ドイツの高性能スポーツクーペやSUVなどを専門とする自動車メーカー、ポルシェが中国で「閉店ラッシュ」に直面している。2026年末までに販売拠点を150店から約80店へほぼ半減させる一方、中国での販売台数は26%減、営業利益は99%減と急落。ポルシェがEVシフトを一時的に緩め、ガソリン車重視へとかじを切る。

ポルシェは、北京・石景山の店舗がまもなく閉店することを確認するとともに、2026年末までに中国市場における販売拠点を現行の150店舗から約80店舗へ縮小する計画を発表した。この調整は、中国での販売台数が前年同期比で26%減となり、営業利益が99%減少するという厳しい業績悪化を背景に行われている。

中国メディア『北京商報』の報道によれば、北京石景山ポルシェセンターの販売コンサルタントは、同店舗が来年閉店することを確認したという。現在、この店舗では純電動モデル「タイカン(Taycan)」が、割引後の販売価格で70万人民元台(約1400万円前後)、定価の約75%(25%引き)で販売されている。
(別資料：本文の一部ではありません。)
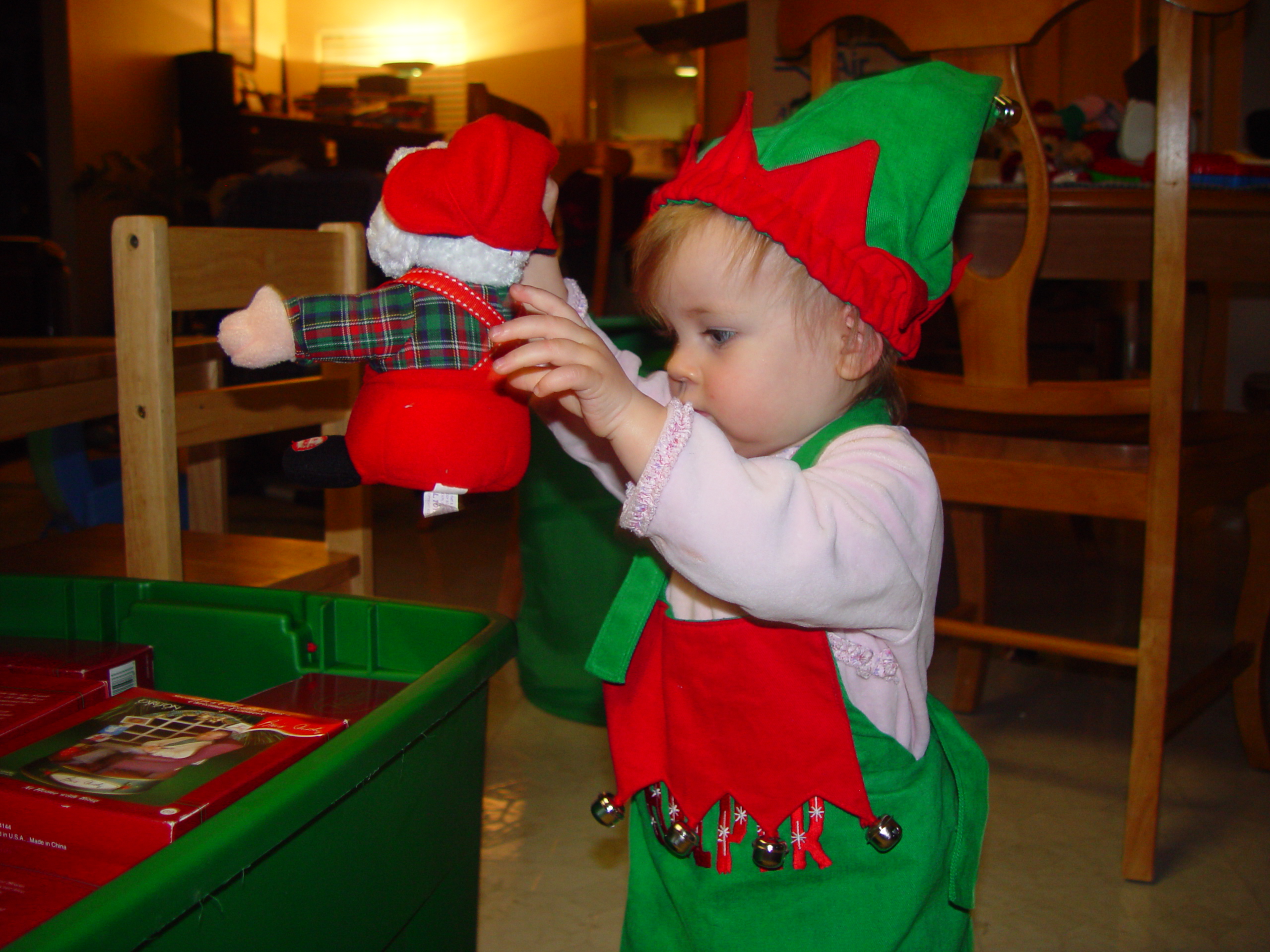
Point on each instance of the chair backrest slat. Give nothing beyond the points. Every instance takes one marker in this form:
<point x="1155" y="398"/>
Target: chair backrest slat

ポルシェチャイナはこれに対し、「これは北京地区における小売ネットワーク戦略の一環であり、アフターサービスは今後も維持される」と説明している。今年10月には、北京朝陽ポルシェセンターが開業したが、こちらは2店舗を統合・アップグレードしたもので、北京で初の直営店となる。

ポルシェチャイナのCEO、キルシュ氏は、年末までに販売拠点を150店から120店へ削減し、2026年末にはさらに約80店まで再編する計画であることを明らかにした。重点は、主要都市および主要省へのカバレッジを確保することにあるとしており、わずか2年の間に中国国内の店舗数をほぼ半数にまで削減することになる。

このような大規模な販売網の縮小は、ラグジュアリーブランドの自動車メーカーとしては異例であり、ポルシェが中国市場で大きなプレッシャーに直面していることを物語っている。

販売台数26%減・営業利益99%減 ポルシェを直撃する中国減速

業績データもポルシェの苦境を裏付けている。2025年前3四半期におけるポルシェの中国市場での販売台数は3万2200台にとどまり、前年同期比で26%減となった。2021年のピーク時(9万5千台)と比べると、販売台数はほぼ3分の1にまで落ち込んでいる。

利益面ではさらに厳しい状況である。ポルシェの営業利益は前3四半期で4千万ユーロ(約64億円)にとどまり、前年同期比で99%減となった。中国市場は、その主因の一つとして挙げられている。

こうした逆風の中で、ポルシェは戦略転換を進めている。キルシュCEOは、激しい競争環境を踏まえ、ポルシェはEVの推進を一時的に緩め、再びガソリン車に注力する方針を示した。キルシュ氏は「EVの競争は主に低価格帯で展開されており、高級セグメントでは依然としてガソリン車が重要な地位を占めている」と説明している。

​この見解に基づき、ポルシェは「カイエン(Cayenne)」よりも上位に位置づけられる大型SUVモデルを、まずガソリン仕様で投入する計画であるとされる。